James O’Connor, executive vice president of Insignia Residential Group, which manages 300 buildings in the region, confirmed that there is a renewed interest in these onetime safe rooms. After the recent Code Orange alert, he said, many residents in Insignia buildings met to discuss reactivating ex-fallout shelters.

Some New Yorkers did more than just talk.

“We’ve had a lot of calls from architects, engineers and consumers in New York City,” said Walton McCarthy, president of Radius Engineering, a New Hampshire manufacturer of bomb shelters. Since the Code Orange episode, he said, sales of its air-purifying system have risen 40 percent — many to wealthy Manhattan residents. “For $30,000 to $130,000,” Mr. McCarthy said, “we can modernize any building’s fallout shelter to meet a standard for survival from 21st-century warfare.”

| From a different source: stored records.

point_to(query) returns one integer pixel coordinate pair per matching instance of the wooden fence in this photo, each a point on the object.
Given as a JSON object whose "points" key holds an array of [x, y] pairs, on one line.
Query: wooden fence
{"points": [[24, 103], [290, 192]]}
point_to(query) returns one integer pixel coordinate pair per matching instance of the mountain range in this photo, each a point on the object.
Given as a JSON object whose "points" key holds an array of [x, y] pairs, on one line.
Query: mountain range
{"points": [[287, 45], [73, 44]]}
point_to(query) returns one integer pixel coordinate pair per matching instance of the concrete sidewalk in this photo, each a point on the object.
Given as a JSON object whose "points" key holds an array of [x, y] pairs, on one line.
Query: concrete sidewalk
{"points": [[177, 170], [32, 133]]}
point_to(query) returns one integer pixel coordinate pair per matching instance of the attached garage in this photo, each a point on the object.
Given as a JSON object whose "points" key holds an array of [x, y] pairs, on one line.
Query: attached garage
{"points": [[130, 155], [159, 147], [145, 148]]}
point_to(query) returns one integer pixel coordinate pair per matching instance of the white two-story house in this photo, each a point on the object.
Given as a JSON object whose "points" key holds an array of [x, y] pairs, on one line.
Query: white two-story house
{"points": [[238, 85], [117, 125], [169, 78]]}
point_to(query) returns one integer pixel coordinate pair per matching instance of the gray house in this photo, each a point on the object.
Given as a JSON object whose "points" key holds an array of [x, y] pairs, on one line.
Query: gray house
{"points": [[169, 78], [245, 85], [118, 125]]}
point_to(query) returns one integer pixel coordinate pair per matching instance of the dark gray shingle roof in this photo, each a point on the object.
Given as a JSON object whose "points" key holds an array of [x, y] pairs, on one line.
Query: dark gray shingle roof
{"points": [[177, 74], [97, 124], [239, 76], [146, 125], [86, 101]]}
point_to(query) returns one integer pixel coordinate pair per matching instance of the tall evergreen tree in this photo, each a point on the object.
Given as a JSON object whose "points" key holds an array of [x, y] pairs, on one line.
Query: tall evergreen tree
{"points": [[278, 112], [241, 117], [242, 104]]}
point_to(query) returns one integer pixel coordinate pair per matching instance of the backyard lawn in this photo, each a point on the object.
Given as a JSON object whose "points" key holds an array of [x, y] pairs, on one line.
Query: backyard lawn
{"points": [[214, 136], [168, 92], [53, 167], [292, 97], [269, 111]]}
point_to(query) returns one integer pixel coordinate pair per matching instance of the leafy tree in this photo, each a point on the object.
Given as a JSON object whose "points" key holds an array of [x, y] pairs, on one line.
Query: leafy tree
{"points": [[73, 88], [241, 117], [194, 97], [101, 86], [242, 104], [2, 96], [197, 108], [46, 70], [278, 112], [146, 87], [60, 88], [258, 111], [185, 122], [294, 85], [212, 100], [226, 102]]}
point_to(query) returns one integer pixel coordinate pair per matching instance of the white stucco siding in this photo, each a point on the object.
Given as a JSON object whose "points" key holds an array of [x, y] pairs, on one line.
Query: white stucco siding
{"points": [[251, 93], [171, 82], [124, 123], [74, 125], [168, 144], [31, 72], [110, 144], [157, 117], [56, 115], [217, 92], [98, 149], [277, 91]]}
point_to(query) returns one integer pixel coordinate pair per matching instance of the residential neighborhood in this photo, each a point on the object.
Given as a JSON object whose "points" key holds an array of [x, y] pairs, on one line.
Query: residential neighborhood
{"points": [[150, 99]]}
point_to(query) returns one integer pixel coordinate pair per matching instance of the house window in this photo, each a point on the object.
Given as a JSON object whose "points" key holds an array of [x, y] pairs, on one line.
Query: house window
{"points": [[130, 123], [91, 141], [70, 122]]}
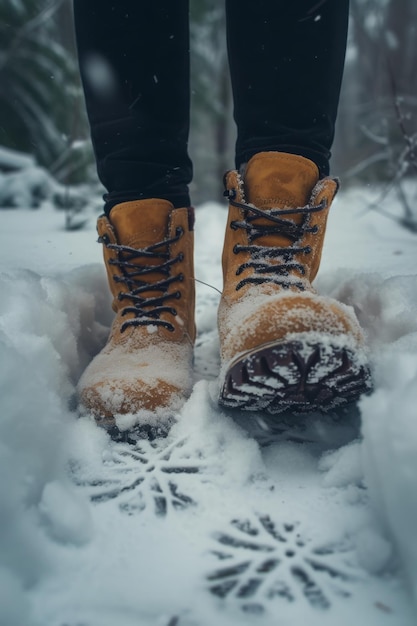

Amir Chaluts, a developer who is working on six high-end residential buildings, all 12 stories, in the financial district, Chelsea and the Upper East Side, has discussed installing fallout shelters in them with Security USA of Oakland, Calif. “It would be another amenity that we provide: marble bathrooms, gyms and a buildingwide safe room,” said Mr. Chaluts, who is from Israel and familiar with safety measures there.

Some New Yorkers are noticing they live in buildings without the space for a shelter.

“I wish my building had one,” said Pamela Power, who lives in a five-story co-op building on West 85th Street, “since the unthinkable isn’t unthinkable anymore.”